Just leave the unnecessary adjective out. Treat evolutionary science as science. Refuse to treat it as anything else. Judge it on its scientific facts or lack of facts. Such realism clarifies a significant point: True science is objective. Truth is like that. Whatever is scientifically true is theologically true.
If our current knowledge seems contradictory, it’s because we are discursive creatures  not in possession of full knowledge. We search systematically. Science and theology are, by necessity, complementary searches. We don’t need to put boundaries around God or use science to shore up our faith.

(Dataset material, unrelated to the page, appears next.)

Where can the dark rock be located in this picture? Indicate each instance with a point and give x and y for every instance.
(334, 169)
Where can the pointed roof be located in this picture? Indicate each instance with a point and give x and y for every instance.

Call it a mother’s touch applied to science and theology, but (as I’ve said before ) science ought to be viewed like cooking. Both are human endeavors to discover properties of matter and manipulate those laws to produce something, be it polyelectrolytes or pepperoni pizza. Believers and non-believers can cook in the same kitchen and gather round the same table to enjoy the fruits of their labor. Sure, the grateful believer asks the Lord to bless his meal, but the atheist can observe the object of gratitude too. No one calls the process by which food gets on the table “theistic gardening” or “theistic baking” either.
Richard Dawkins called the term “theistic evolution” an attempt to “smuggle God in by the back door ,” and he was right. God doesn’t need us to do that. Be confident that God, who became Incarnate, makes Himself known through His creation. When we gather to assess and critique evolutionary science, the believers will praise God for his handiwork and the atheists will do whatever they do.
To grasp this confidence and clarity is to grasp why science doesn’t draw a rational person away from religion. In fact, science, like a good meal shared among friends, can even draw a searching mind closer to his Maker.